= Random waypoint model =

In mobility management, the random waypoint model is a random model for the movement of mobile users, and how their location, velocity and acceleration change over time. Mobility models are used for simulation purposes when new network protocols are evaluated. The random waypoint model was first proposed by Johnson and Maltz. It is one of the most popular mobility models to evaluate mobile ad hoc network (MANET) routing protocols, because of its simplicity and wide availability.

In random-based mobility simulation models, the mobile nodes move randomly and freely without restrictions. To be more specific, the destination, speed and direction are all chosen randomly and independently of other nodes. This kind of model has been used in many simulation studies.

Two variants, the random walk model and the random direction model are variants of the random waypoint model.

==Description of model==

The movement of nodes is governed in the following manner: Each node begins by pausing for a fixed number of seconds. The node then selects a random destination in the simulation area and a random speed between 0 (excluded) and some maximum speed. The node moves to this destination and again pauses for a fixed period before another random location and speed. This behaviour is repeated for the length of the simulation.

Simulation of model

BonnMotion is one of the tool to generate mobility scenarios based on random waypoint model and many other mobility models including random walk model, random direction model, etc.

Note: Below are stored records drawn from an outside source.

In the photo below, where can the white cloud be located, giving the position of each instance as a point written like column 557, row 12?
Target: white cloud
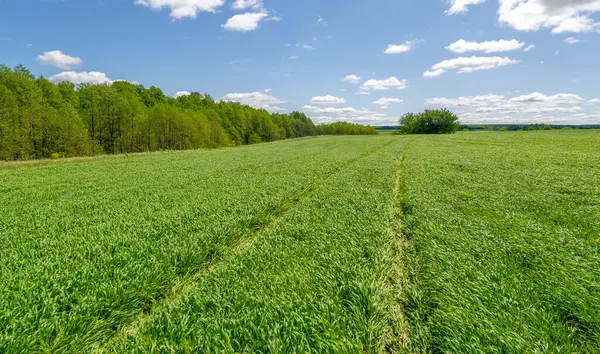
column 304, row 46
column 182, row 93
column 183, row 8
column 349, row 114
column 468, row 65
column 465, row 101
column 462, row 46
column 255, row 99
column 461, row 6
column 402, row 48
column 59, row 59
column 560, row 15
column 352, row 79
column 529, row 108
column 384, row 85
column 326, row 100
column 433, row 73
column 571, row 40
column 536, row 97
column 244, row 22
column 246, row 4
column 76, row 78
column 384, row 101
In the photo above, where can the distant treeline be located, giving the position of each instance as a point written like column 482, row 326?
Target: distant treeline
column 39, row 119
column 506, row 127
column 515, row 127
column 344, row 128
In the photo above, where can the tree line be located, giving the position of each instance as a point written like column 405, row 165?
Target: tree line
column 345, row 128
column 40, row 119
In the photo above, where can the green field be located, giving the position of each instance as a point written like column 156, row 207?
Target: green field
column 473, row 242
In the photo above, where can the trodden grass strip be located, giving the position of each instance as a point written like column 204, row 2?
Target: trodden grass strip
column 504, row 240
column 313, row 282
column 86, row 246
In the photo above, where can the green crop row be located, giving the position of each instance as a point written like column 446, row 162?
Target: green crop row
column 504, row 235
column 86, row 247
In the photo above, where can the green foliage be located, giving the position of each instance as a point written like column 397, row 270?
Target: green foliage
column 89, row 246
column 38, row 118
column 436, row 121
column 345, row 128
column 504, row 261
column 317, row 245
column 540, row 126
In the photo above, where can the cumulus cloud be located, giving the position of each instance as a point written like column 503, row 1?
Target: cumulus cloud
column 462, row 46
column 384, row 85
column 244, row 22
column 247, row 4
column 465, row 101
column 468, row 65
column 524, row 108
column 349, row 114
column 326, row 100
column 461, row 6
column 352, row 79
column 183, row 8
column 402, row 48
column 304, row 46
column 559, row 15
column 536, row 97
column 571, row 40
column 182, row 93
column 59, row 59
column 384, row 101
column 78, row 78
column 255, row 99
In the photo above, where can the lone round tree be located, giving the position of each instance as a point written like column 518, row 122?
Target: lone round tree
column 432, row 121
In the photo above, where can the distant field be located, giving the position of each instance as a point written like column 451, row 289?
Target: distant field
column 474, row 242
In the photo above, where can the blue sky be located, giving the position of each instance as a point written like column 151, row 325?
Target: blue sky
column 494, row 61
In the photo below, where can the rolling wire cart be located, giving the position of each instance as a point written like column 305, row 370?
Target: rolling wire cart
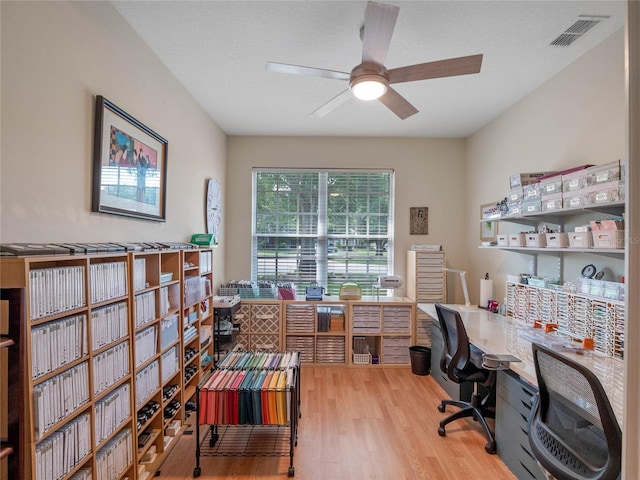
column 247, row 405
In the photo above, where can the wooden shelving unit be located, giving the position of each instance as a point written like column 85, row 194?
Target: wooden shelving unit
column 318, row 330
column 105, row 332
column 260, row 325
column 12, row 322
column 385, row 326
column 63, row 358
column 197, row 321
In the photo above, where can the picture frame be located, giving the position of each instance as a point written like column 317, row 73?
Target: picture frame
column 488, row 227
column 418, row 220
column 129, row 165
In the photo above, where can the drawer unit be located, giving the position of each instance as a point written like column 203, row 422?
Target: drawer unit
column 265, row 318
column 317, row 329
column 243, row 316
column 260, row 325
column 330, row 349
column 366, row 319
column 513, row 408
column 304, row 344
column 395, row 350
column 396, row 319
column 300, row 318
column 426, row 283
column 264, row 342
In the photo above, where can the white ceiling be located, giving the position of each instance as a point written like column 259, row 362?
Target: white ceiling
column 219, row 49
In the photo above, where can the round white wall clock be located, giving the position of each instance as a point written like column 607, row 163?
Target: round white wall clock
column 214, row 208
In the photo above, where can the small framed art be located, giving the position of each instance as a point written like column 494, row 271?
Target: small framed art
column 419, row 220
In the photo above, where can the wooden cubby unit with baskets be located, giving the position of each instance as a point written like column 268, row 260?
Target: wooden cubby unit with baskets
column 318, row 330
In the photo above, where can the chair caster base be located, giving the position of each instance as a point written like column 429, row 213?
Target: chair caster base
column 490, row 447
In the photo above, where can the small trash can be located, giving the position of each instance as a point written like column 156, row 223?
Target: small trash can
column 420, row 360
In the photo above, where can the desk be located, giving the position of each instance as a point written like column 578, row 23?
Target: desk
column 497, row 334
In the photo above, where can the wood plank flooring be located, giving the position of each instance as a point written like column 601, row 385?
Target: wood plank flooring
column 360, row 424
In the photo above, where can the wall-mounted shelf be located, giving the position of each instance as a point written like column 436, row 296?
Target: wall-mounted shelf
column 614, row 252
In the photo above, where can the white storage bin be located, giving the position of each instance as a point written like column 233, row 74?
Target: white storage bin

==Orientation-based Random Waypoint==
In the context of mmWave communication, optical wireless communication, and Terahertz networks, the orientation of a device is also important (in contrast to the radio frequency networks). Therefore, it is essential to incorporate the orientation of the device with the mobility model. This concept was first introduced in the paper entitled "Modeling the Random Orientation of Mobile Devices: Measurement, Analysis and LiFi Use Case".